Iatrogenic, immunosuppressive drug-associated KS is frequent among renal transplant recipients, accounting for < 3-4% of all neoplasms.2

The incidence of KS among solid organ transplant recipients is 500 times greater as compared with the general population’s, suggesting a role for immunosuppression in the development of the disease.3 Iatrogenic Kaposi sarcoma presents mainly with cutaneous manifestations.3,4

A presentation of Kaposi sarcoma, de novo, in a scar is extremely rare, and this location can be explained by the Koebner’s phenomenon. The Koebner phenomenon is the localization of skin disease to a site of trauma in an individual who is susceptible to that disease.5 A key role has been suggested for basic fibroblast growth factor (b-FGF), a mitogen for endothelial cells and keratinocytes. Trauma, like surgical intervention, to susceptible skin may cause the release of this and other cytokines (interleukin-1, interleukin- 6, tumour necrosis factor-alfa, vascular endothelial growth factor, platelet-derived growth factor, granulocyte–macrophage colony-stimulating factor) triggering angiogenesis.

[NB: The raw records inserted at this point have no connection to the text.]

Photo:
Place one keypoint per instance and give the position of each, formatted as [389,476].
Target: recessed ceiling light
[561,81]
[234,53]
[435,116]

The increased angiogenesis and the reactivation of the HHV-8 would contribute to the development of Kaposi sarcoma.4

The advent of inhibitors of the mammalian target of rapamycin (mTOR inhibitors), such as sirolimus and everolimus, represents an alternative for the antirejection maintenance therapy. Furthermore, they can have a role in the treatment of Kaposi’s sarcoma, since they also decrease the production of VEGF and inhibit the response of vascular endothelial cells to stimulation by VEGF. Therefore, mTOR inhibitors, not only inhibit the growth of certain vascularized tumors, while maintaining a lower risk of losing the renal graft.6

In the present case the patient presented only with a cutaneous lesion due to Kaposi Sarcoma, that resolved with the switch from tacrolimus to everolimus. This fact supports that mTOR inhibitors represent an alternative that allows the preservation of the renal graft, while treating Kaposi sarcoma.